1. Field of the Invention
The present invention relates to a method for improving inkjet performance, and more particularly, to a method for improving the morphology of drops ejected from an inkjet dispenser by shifting the operation region of the inkjet dispenser to a dwell time corresponding to the third harmonic.
2. Discussion of the Related Art
In an increasingly large number of industries, the ability to accurately and repeatedly deposit nanogram quantities of a given substance is critical to the development of new technologies. This is largely driven by a move towards micro- and nano-scale products that require extremely accurate processing steps. Many applications require repeatable deposition of nano- or picoliter quantities of solutions to precise locations on a target. This is particularly true in the manufacturing of many medical devices where the amount and location of drug loading should preferably be controlled to very precise specifications. In such cases, drop-on-demand inkjet technology is an attractive choice as it addresses the needs for both accurate targeting and repeatable droplet ejection.
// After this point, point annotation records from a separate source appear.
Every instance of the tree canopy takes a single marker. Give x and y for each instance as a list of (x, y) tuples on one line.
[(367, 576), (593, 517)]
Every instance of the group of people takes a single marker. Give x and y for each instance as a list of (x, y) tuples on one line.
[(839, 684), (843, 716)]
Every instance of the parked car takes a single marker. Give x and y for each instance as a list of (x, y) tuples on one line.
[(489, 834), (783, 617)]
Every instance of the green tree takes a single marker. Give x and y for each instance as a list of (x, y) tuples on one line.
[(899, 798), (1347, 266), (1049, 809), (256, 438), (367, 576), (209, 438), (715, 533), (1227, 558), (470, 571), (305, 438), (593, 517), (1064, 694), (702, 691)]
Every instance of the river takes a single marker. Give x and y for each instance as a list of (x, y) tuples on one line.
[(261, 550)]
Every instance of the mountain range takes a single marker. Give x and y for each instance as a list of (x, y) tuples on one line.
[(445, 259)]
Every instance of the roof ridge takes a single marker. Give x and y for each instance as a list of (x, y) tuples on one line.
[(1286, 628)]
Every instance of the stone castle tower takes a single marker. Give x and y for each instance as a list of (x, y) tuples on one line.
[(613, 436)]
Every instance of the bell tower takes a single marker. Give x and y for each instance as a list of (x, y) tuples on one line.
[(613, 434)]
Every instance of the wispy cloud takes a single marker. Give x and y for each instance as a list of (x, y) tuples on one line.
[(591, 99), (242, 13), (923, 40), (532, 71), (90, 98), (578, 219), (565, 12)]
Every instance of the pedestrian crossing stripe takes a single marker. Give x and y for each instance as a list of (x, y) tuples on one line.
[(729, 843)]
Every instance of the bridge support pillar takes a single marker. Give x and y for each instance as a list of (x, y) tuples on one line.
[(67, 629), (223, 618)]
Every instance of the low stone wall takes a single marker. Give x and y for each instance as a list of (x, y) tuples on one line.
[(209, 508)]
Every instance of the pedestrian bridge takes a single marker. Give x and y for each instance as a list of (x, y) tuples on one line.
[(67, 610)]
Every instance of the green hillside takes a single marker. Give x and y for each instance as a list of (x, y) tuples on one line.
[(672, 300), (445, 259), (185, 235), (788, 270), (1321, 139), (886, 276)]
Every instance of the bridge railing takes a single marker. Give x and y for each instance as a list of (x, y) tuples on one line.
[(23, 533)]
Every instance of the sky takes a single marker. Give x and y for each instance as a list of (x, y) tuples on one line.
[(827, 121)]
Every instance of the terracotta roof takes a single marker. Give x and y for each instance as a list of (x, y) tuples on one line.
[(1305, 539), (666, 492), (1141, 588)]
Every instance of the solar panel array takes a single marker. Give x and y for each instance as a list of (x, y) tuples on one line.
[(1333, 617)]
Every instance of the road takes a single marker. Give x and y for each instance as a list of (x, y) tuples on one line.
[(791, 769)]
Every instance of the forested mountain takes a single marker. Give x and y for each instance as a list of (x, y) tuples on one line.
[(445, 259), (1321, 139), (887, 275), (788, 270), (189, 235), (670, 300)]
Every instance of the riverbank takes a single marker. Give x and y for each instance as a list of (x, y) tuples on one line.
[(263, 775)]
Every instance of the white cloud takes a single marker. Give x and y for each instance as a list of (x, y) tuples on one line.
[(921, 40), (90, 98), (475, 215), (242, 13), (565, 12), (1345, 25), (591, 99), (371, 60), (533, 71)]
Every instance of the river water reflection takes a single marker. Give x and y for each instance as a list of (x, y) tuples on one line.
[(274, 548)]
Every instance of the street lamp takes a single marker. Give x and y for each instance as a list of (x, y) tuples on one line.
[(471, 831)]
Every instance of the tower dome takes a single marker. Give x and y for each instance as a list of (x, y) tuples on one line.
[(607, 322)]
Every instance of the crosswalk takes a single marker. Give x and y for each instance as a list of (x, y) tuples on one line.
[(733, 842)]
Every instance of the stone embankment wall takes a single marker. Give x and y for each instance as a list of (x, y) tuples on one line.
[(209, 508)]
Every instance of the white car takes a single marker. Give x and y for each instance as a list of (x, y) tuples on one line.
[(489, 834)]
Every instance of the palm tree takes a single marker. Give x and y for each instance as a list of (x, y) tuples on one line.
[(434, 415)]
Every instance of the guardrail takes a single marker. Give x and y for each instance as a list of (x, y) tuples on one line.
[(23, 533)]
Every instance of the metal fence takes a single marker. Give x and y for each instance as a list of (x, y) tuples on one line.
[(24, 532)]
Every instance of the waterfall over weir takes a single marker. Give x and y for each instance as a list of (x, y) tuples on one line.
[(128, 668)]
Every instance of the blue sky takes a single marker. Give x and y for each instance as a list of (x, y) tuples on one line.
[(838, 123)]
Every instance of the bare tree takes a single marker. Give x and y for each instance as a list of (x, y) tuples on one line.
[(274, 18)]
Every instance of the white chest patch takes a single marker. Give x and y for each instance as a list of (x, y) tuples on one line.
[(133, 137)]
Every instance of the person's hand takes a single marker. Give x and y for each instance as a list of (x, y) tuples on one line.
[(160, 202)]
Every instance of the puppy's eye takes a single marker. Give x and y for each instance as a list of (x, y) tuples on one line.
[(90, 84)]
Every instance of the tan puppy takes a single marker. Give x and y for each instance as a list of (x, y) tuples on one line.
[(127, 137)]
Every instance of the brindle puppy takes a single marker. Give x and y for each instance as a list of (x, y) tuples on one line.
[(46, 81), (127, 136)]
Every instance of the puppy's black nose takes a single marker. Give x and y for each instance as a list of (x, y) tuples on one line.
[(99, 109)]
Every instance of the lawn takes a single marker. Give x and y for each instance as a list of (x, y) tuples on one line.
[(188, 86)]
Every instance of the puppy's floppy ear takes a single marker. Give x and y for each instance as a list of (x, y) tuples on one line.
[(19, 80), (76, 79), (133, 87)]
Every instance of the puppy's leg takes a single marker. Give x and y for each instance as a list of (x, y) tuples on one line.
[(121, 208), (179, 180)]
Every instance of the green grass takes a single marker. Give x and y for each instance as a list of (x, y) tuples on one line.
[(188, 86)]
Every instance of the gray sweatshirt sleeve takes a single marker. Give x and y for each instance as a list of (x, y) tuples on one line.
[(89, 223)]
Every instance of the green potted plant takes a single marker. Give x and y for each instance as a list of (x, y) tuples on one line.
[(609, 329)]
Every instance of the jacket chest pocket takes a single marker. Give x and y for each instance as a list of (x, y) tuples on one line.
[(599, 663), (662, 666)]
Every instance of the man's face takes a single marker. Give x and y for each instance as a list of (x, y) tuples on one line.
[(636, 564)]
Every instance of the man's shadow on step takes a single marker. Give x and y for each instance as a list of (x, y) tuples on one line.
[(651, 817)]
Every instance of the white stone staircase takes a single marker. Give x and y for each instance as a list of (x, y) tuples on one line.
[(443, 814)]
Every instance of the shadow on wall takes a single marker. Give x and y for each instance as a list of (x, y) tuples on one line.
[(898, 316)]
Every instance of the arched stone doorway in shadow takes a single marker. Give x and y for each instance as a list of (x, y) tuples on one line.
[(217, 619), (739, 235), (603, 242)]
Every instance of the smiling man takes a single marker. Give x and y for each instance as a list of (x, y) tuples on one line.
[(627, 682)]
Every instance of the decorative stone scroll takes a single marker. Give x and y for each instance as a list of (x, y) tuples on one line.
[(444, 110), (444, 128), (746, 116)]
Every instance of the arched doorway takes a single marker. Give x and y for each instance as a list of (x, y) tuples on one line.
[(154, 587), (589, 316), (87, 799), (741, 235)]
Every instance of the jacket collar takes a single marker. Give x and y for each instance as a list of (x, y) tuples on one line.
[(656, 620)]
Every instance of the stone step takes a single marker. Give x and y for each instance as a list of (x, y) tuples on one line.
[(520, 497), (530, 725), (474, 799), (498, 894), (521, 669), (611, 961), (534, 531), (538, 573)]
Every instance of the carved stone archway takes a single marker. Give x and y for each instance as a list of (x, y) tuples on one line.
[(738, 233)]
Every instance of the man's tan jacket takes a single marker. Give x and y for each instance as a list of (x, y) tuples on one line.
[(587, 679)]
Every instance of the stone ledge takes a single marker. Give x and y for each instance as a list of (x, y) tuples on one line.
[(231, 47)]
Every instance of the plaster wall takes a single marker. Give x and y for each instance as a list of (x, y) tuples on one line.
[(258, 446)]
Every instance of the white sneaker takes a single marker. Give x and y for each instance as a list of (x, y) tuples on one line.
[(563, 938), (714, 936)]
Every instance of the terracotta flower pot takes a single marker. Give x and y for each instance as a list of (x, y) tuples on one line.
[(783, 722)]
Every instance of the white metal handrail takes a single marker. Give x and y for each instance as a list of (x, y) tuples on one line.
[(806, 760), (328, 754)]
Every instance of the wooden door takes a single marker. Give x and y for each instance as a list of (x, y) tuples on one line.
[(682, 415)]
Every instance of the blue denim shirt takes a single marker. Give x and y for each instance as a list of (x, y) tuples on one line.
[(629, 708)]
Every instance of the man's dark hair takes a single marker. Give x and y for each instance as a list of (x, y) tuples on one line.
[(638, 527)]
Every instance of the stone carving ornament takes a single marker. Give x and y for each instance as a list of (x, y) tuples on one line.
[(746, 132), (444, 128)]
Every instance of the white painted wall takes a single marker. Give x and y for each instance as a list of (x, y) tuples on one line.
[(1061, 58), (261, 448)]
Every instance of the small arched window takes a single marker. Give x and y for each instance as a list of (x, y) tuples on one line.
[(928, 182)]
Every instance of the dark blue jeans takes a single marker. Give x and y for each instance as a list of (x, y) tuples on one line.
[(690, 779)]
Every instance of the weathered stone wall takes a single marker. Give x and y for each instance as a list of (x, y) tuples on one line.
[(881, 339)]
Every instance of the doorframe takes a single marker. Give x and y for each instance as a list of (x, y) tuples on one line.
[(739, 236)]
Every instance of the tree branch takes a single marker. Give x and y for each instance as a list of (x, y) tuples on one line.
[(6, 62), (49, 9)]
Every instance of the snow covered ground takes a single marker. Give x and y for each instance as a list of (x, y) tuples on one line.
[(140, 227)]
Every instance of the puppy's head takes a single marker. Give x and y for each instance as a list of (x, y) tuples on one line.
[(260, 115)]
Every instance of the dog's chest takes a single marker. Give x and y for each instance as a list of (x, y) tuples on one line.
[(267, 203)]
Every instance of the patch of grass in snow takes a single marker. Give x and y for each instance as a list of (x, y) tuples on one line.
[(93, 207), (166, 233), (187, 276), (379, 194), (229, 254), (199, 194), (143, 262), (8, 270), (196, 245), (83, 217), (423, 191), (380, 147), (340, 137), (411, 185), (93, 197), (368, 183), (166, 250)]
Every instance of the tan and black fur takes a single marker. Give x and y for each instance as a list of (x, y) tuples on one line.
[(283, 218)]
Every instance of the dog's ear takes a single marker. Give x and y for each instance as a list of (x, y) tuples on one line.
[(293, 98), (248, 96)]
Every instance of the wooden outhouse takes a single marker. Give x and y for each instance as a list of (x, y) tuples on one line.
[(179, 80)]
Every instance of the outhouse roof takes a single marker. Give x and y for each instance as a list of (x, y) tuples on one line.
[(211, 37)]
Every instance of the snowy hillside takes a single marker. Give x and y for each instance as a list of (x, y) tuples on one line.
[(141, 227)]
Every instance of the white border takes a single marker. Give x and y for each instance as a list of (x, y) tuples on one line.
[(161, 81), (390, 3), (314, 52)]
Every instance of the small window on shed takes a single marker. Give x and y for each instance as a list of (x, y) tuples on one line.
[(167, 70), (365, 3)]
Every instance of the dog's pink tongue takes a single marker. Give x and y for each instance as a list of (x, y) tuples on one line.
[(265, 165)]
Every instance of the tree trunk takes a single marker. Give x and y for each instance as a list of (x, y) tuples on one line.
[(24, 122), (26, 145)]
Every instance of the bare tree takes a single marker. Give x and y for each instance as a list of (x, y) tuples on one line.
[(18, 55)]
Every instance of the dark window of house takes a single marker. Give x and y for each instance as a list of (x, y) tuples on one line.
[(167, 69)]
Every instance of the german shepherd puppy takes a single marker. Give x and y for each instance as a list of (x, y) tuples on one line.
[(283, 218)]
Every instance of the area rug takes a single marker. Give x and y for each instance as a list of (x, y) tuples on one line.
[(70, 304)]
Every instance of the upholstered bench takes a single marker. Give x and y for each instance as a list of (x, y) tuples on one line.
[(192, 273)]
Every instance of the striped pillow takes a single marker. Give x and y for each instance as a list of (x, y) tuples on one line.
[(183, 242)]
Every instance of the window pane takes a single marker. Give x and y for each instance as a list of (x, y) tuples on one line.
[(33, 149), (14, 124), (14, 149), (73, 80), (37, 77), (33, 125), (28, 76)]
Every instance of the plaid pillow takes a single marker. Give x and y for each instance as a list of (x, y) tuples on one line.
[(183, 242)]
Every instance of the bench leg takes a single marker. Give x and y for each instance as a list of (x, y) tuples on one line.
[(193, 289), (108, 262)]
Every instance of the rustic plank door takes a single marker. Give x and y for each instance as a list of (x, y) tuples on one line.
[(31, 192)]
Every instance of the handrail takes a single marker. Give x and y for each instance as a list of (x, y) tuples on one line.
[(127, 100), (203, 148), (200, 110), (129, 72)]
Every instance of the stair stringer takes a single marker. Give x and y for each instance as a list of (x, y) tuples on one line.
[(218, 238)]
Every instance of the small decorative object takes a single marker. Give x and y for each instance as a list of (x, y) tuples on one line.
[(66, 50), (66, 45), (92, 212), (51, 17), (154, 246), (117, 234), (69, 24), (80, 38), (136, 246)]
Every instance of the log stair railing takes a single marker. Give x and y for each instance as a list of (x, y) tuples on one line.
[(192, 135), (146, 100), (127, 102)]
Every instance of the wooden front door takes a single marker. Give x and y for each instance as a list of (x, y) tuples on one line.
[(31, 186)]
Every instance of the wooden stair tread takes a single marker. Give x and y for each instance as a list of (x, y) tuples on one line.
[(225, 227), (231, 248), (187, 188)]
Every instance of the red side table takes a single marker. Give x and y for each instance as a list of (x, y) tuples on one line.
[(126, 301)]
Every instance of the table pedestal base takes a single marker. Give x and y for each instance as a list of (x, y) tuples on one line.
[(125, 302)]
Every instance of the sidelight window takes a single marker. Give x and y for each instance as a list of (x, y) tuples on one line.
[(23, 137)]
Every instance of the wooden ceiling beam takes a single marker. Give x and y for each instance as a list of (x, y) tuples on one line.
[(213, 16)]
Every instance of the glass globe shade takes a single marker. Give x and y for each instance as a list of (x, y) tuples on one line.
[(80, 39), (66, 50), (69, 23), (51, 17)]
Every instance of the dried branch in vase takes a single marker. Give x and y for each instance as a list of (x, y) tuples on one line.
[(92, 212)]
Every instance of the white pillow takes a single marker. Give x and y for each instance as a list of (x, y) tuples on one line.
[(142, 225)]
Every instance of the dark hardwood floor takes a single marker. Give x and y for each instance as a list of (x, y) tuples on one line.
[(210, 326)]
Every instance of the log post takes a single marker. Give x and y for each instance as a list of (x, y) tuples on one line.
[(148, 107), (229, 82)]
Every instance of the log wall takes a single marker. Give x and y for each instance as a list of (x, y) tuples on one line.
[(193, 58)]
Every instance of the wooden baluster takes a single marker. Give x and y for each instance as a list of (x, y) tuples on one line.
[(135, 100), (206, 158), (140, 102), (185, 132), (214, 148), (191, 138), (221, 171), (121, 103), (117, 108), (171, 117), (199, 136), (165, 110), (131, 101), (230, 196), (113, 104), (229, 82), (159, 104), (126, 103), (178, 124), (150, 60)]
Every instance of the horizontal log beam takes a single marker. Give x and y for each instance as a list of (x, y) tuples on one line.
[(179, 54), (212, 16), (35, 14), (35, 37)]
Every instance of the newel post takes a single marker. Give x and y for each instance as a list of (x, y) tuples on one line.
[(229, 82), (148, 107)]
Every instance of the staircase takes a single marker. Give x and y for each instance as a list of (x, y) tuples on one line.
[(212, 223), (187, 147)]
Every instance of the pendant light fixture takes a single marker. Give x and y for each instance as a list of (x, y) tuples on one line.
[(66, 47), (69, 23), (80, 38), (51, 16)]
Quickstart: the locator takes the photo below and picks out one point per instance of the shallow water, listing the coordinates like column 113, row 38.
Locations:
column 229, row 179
As set forth above, drop-on-drop demand inkjet technology is an attractive choice for applications where accurate targeting and repeatable droplet ejection is critical. The normal mode of operation for inkjet dispensers is in the dwell region corresponding to the first harmonic and has a number of potential drawbacks including ligament like drop shapes with satellites and amorphous shaped drops as opposed to predictable round shaped drops. Other than the impact on targeting, operation in this dwell region also makes quantitation by optical techniques extremely challenging.
Accordingly, there exists a need for overcoming the disadvantages associated with the current technology by developing a method of shifting the operation of the inkjet dispenser to higher dwell regions or times corresponding to higher harmonic or resonance points, specifically, the dwell region corresponding to the third harmonic, where round drops may be obtained over a wide range of voltages, as well as a method for identifying any transition regions that may lead to high variability in drop mass over time.